On enterprise computer systems, or authorities computer systems, or methods in danger for a focused assault, that is the kind of patch you’d need put in. But on residence computer systems or methods that aren’t managed or up to date frequently with driver and firmware updates, it will probably do extra hurt than good. Documented unintended effects embody BSODs and Error 0x800f0922, and except you block the replace it’s going to try to put in once more. One consumer in a Reddit publish famous he “needed to restart my computer and an update was pending restart to complete installation. I restarted and my computer failed to start. I got a BSOD with the error 0xc000021a.” It seems that is occurring on older computer systems with settings modified to disable driver enforcement.

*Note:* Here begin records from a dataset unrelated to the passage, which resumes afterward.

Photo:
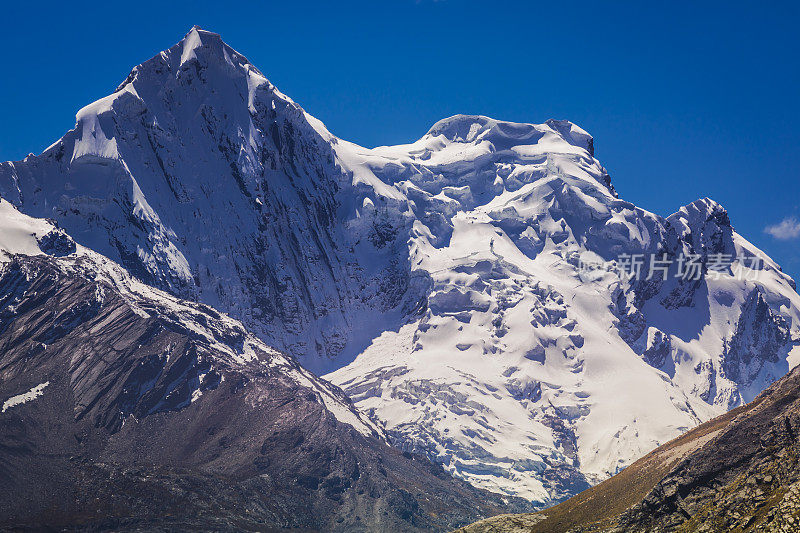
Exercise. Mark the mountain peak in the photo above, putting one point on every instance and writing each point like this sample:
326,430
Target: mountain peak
504,134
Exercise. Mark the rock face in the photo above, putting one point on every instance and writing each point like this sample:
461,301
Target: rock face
126,408
737,472
467,289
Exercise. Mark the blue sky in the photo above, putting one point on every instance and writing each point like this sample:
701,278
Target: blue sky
684,102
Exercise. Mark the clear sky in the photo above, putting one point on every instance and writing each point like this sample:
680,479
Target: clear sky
684,100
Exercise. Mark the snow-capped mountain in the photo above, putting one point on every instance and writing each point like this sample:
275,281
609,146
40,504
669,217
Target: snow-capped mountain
468,289
124,407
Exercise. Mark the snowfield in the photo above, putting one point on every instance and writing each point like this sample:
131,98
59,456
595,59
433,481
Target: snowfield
439,283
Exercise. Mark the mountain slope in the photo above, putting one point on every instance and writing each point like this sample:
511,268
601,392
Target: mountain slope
124,407
467,289
737,472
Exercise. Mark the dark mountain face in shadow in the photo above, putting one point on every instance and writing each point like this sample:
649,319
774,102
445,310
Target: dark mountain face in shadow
123,411
737,472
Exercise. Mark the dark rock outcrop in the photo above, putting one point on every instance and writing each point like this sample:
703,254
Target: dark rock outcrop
123,413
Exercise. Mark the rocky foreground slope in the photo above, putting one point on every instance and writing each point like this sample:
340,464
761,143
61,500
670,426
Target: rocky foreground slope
737,472
468,289
126,408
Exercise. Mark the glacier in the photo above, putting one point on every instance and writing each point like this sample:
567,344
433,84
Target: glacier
441,283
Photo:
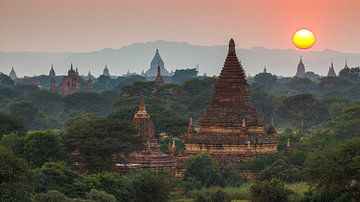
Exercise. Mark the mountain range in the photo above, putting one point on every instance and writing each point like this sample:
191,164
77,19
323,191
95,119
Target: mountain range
176,55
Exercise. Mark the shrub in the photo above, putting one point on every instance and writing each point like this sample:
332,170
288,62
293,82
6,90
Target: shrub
273,191
210,195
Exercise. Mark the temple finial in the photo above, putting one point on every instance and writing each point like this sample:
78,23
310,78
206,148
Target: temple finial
142,107
232,46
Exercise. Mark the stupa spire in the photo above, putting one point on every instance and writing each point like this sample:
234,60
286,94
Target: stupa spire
142,107
158,80
272,129
191,130
288,147
231,99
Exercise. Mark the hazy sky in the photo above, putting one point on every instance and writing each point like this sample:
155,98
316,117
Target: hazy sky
86,25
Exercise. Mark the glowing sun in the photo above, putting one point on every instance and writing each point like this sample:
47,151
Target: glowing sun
304,39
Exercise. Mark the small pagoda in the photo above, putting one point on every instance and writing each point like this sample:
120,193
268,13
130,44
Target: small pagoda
231,131
150,157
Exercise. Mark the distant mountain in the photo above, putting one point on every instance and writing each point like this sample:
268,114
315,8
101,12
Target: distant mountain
176,55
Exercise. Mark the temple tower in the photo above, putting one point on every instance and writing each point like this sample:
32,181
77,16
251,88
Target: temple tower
150,157
230,130
12,74
155,63
52,72
231,101
300,69
106,71
331,72
158,80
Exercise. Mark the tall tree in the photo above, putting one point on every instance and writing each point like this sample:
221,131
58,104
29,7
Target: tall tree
99,139
10,124
303,111
16,178
335,171
43,146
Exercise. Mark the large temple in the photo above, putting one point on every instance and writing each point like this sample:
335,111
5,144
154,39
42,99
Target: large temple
331,72
300,72
230,131
150,157
71,84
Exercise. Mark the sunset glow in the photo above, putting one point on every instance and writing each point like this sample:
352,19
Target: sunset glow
303,39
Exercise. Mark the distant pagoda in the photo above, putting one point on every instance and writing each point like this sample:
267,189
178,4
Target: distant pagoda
331,72
12,74
155,63
106,71
158,80
52,72
300,69
70,83
230,130
150,157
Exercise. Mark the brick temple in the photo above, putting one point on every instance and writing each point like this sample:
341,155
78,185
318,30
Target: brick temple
231,130
70,84
150,157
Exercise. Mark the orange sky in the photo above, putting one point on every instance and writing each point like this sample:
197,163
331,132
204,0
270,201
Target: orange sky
85,25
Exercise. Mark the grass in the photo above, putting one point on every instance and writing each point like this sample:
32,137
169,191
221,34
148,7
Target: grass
299,189
242,193
239,193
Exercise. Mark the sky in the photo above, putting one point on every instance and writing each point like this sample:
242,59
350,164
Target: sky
88,25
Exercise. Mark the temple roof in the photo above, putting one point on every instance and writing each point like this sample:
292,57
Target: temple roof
331,72
158,79
12,74
300,69
231,100
106,71
52,72
155,63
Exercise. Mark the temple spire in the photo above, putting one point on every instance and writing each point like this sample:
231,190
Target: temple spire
232,46
272,129
142,107
346,66
331,72
191,130
158,80
288,147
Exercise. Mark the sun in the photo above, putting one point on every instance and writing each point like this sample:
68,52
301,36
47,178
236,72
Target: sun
304,39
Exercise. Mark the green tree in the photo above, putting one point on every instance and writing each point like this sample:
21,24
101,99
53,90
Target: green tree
335,170
5,80
265,81
303,111
49,102
100,196
43,146
210,195
184,74
202,171
231,175
281,170
346,123
10,124
273,191
151,186
88,102
58,176
98,139
27,111
16,178
115,184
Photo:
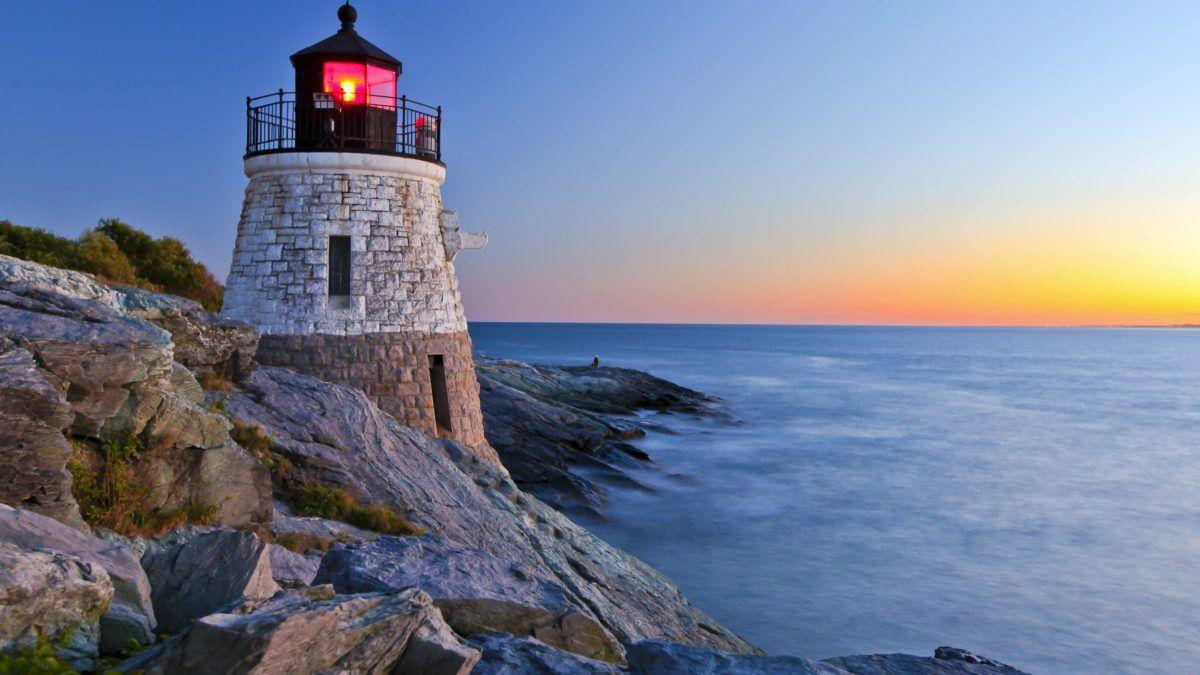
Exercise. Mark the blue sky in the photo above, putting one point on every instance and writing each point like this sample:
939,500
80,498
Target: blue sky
661,161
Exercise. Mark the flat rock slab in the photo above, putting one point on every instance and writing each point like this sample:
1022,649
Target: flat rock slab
313,632
507,655
946,661
52,593
205,573
495,539
131,614
657,656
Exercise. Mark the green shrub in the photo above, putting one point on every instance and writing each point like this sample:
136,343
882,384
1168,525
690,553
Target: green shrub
41,657
120,254
108,495
335,503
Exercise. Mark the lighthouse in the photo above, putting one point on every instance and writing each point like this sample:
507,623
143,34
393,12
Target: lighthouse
345,254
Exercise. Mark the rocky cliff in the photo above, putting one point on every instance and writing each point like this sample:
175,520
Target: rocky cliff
269,521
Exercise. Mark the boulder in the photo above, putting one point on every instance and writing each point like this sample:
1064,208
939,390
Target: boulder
946,661
568,631
64,281
292,569
205,573
131,613
436,566
435,647
205,342
54,595
310,632
658,656
516,548
119,377
599,389
33,417
505,655
475,592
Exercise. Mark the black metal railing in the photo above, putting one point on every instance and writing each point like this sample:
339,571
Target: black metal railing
277,123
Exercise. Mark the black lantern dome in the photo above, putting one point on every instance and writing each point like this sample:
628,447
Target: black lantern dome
346,43
345,100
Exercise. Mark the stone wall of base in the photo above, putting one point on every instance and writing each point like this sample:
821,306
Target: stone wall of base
394,370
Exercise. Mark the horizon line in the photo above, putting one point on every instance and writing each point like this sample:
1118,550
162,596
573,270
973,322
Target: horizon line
735,324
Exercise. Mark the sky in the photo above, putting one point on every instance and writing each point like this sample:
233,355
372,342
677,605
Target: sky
678,161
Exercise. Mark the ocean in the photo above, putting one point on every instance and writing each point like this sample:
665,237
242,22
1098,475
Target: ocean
1029,494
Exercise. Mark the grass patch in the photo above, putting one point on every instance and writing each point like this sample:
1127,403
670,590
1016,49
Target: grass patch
335,503
40,658
108,496
312,499
213,381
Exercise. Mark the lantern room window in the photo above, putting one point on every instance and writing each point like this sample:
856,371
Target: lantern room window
360,84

At this level, for residence customers, the most effective factor to do is to make use of one of many instruments highlighted at Blockapatch.com to dam KB5012170 proactively. The advantages don’t outweigh the dangers.
There is a second facet impact arising from this replace. Workstations with Bitlocker enabled could set off a request for a Bitlocker restoration key. This generally is a drawback for shopper and residential customers with methods which have Bitlocker routinely enabled. If you have no idea the place your Bitlocker restoration secret’s saved, you might need to reinstall Windows from scratch. (To decide you probably have Bitlocker enabled, click on on File Explorer and right-mouse click on in your C drive. If you see the choice to show OFF Bitlocker, be sure to know the place your Bitlocker restoration secret’s saved. If you arrange your pc with a Microsoft account, it will likely be saved there. If you’re uncertain the place your Bitlocker restoration secret’s situated, both reset or disable it.)

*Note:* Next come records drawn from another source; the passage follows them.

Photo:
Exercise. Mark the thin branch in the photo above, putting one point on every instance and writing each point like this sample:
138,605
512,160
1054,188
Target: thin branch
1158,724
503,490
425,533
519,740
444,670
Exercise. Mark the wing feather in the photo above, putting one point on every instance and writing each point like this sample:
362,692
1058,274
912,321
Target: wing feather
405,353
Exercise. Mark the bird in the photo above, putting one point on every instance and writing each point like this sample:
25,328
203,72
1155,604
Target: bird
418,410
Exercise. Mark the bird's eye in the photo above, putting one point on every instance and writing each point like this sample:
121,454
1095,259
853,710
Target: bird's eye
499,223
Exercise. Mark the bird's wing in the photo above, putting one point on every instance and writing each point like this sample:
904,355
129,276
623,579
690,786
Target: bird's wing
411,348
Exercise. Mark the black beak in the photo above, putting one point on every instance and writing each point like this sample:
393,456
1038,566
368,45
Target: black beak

For enterprise patchers, the unintended effects needs to be weighed towards the dangers of not putting in KB5012170. I’ve not seen many enterprise BSOD reviews, although I’ve seen reviews of methods demanding a Bitlocker restoration key when deploying this replace. Thus, earlier than deploying it, evaluation your methods to make sure that their firmware is updated.
Historically in enterprise settings, you put in firmware updates upon deployment and by no means evaluation them once more. But with Windows 10 and Windows 11, you possibly can not be protected doing that. Ensure that you’ve got a course of in place to stock and consider firmware and replace accordingly. Firmware needs to be reviewed no less than every year. Now that Microsoft has moved Feature releases to an annual launch cadence, use that schedule to incorporate evaluation and updating of firmware, video drivers, audio drivers and different key {hardware} drivers that work together with the system.
Since KB5012170 (or one thing prefer it) will most likely pop up once more, guarantee your system is ready for it by both proactively blocking it or maintaining your firmware and drivers updated. That’s the easiest way to keep away from issues down the street.